第6話「咀嚼」

 外に出ると、上空の青は依然として壮大なかんばせをしているように、直之には見えた。暑すぎるわけでなく雨傘も日傘も不要の快適な天候を、直之は重苦しいと、ときどき思うことがある。

 直之にとって、晴天の空を長時間浴びることは不健康だった。紫外線の問題ではない。その明るさや鮮やかさによって恐喝されているような、そうなるべきだと強制されているかのような心苦しさに、直之はときどき壊れそうになる。

 

 青空。美咲は、空が似合う女だった。

 催花雨さいかうののちにぱっと晴れ渡り、ソメイヨシノが咲きわたるような清澄せいちょうな青空。

 そういう風になろうとしたことも、直之には確かにあった。そうなれなかったことへのもどかしさや空しさを感じるより先に、そもそも自分は本当にそれを欲していたのだろうかと、後々になって疑問を抱いた。


 トートバッグからWALKMANを取り出し、イヤフォンをつける。
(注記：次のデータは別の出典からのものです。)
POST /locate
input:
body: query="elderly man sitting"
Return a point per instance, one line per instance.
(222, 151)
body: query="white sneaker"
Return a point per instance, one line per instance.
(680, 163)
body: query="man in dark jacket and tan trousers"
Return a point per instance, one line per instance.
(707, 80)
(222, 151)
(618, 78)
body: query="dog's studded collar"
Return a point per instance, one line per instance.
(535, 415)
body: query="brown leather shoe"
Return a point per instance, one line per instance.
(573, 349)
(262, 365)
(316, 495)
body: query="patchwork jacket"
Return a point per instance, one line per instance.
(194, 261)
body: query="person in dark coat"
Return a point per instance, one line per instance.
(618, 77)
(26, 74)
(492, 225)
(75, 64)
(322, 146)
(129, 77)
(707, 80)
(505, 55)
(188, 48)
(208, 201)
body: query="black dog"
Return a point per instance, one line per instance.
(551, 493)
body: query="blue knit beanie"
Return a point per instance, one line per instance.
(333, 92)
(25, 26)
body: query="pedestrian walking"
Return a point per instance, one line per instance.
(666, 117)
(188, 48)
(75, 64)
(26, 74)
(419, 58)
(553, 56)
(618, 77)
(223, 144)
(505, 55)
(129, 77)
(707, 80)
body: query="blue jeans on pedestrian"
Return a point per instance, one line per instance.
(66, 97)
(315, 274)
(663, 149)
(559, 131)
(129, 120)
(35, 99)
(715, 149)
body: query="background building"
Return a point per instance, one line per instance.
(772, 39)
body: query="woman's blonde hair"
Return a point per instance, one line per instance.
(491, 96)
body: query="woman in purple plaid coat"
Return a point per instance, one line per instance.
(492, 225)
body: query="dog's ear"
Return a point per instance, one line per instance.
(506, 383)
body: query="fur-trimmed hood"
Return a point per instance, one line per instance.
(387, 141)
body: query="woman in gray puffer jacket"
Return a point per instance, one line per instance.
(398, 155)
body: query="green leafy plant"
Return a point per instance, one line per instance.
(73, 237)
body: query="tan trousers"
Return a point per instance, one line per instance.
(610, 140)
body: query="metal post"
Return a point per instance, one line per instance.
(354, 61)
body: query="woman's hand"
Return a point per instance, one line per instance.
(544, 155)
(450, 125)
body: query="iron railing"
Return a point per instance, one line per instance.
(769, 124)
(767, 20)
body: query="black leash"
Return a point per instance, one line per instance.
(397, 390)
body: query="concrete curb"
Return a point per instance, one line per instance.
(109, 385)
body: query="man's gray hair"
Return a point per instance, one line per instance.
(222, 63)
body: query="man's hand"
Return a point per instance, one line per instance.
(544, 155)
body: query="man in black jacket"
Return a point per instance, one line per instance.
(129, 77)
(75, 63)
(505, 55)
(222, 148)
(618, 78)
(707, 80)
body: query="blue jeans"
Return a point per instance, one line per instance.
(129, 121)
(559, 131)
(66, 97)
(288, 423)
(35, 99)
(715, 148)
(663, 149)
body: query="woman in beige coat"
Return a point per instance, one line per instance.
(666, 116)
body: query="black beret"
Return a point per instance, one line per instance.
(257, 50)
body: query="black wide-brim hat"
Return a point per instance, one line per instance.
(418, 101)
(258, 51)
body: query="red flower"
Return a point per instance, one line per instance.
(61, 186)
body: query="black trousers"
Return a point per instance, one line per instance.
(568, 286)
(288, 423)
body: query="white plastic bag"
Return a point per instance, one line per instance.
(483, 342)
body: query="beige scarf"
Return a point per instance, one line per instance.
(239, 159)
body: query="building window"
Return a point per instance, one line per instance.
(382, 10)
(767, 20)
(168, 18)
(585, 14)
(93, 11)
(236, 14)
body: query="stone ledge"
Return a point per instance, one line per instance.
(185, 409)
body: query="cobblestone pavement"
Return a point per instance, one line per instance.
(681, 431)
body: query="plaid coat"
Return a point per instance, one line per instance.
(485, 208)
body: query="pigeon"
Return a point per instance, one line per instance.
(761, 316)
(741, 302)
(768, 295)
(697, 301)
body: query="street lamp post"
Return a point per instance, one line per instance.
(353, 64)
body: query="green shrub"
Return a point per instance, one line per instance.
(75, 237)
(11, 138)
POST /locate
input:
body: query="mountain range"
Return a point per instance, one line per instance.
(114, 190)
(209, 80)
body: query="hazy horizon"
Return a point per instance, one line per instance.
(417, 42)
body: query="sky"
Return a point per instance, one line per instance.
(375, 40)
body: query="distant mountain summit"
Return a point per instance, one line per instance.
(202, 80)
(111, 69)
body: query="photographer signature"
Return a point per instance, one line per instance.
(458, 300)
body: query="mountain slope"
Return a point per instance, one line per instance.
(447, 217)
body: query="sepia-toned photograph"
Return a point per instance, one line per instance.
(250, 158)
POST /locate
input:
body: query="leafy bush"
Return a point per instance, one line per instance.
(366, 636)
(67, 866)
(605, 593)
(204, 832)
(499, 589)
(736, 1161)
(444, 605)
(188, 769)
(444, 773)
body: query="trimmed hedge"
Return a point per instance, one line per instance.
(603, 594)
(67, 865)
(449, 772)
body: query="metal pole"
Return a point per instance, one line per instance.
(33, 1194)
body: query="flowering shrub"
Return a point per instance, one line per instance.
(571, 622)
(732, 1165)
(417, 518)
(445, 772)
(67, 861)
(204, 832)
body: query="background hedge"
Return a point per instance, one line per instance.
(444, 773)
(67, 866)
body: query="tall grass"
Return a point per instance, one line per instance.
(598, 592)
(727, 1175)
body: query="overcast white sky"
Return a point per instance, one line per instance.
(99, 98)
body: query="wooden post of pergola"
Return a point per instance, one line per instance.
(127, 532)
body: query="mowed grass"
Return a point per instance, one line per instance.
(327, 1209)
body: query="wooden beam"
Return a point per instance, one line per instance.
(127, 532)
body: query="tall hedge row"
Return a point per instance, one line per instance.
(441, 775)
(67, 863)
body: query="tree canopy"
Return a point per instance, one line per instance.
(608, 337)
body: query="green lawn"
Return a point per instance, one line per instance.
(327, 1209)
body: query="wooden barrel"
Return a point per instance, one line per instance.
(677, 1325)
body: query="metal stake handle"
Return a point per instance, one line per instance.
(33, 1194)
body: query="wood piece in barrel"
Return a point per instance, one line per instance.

再生ボタンを押すと、米倉利紀よねくらとしのりのなよなよとした歌声が優しく耳に入る。

 商店街を通り、直之はバス停に向かった。中野駅までは歩くと一時間弱かかるので、さすがに負担が大きい。バス停につくとちょうど中野駅行のバスが来ていたので、長財布から先ほどのお釣りの小銭を取り出して乗車した。

 

 バスの中のにおいが、直之は嫌いではなかった。

 排気ガスと体臭とがまざった、いかにも健康を阻害しそうな独特なにおい。電車やタクシーの中のそれとも異なる、路線バスだけが放ちうる個性。むろん進んで嗅ぎたいものではないにせよ、健全でまばゆいほどの空を仰いで気重きおもになったときなど、その不健全なにおいが中和の役割となった。


 中野駅に着くと、泰はまだ来ていなかった。スマートフォンを開くも、携帯ショップからのお知らせメイルしか届いていない。行きつけの本屋で時間をつぶすことにした。サンモール商店街に入らず、サンプラザの通りを直進して二、三分のところにある書店は、直之の気に入りスポットだ。

 中野駅周辺にいわゆる正統派な書店がほかにないというのは意外な気もするが、ここさえあれば事は足りる。ほどほどの広さで品揃えがよく、新宿や池袋まで出なくとも、ここに来れば目当ての本はたいていあった。数年前に改装し一時いっとき閉まっていることがあったが、再開後にはトイレが増設され――二階にカフェスペイスが新設されたからだ――、排泄間隔の短い直之にとってはありがたいリニュウアルだった。


 二階のトイレで用を足し、泰に「到着した」とだけ記したメイルを送る。

 場所など言わずとも、二人が中野で落ち合うときの場所は駅前かこの書店かのどちらかであり、前者の場合、直之は必ず改札のそばのわかりやすい位置にいるため消去法で判断できる。

 必要以上に余計な情報を付加するのは、泰とのやり取りにおいて好むところではない。到着した、の四文字だけですべてを理解してもらえるような関係の持続性を疑わないことが、直之にとっての青空の一側面でもあった。


 一階に降り、「趣味・実用」のコーナーに向かう。書店によっては申し訳程度しか置いていない囲碁関連の本が、ここには棚の上から下までびっしりとつまっている。溝上知親みぞがみともちかの棋書を手に取り、ぱらぱらと眺める。級位者向けの内容なので物足りないが、時折珍しい内容が載っていたりもするのであなどれない。

 

 こうして人を待ちながら本を立ち読みしている時間というのはどうしてこんなにも心安らぐのだろうと、直之は思う。

 期待と不安が混在した、でも確かな手ごたえのある関わりのひだ。誰かと会うとき、会っているときよりもむしろその前後の時間を咀嚼することこそ大切だと、直之は疑いもなく信じている。特に会う前の、不確定で未知の時間。言葉や表情や服装や空気が想像の中でふわふわと飛び交うあの時間は、直之という人間を形成する重要な要素だった。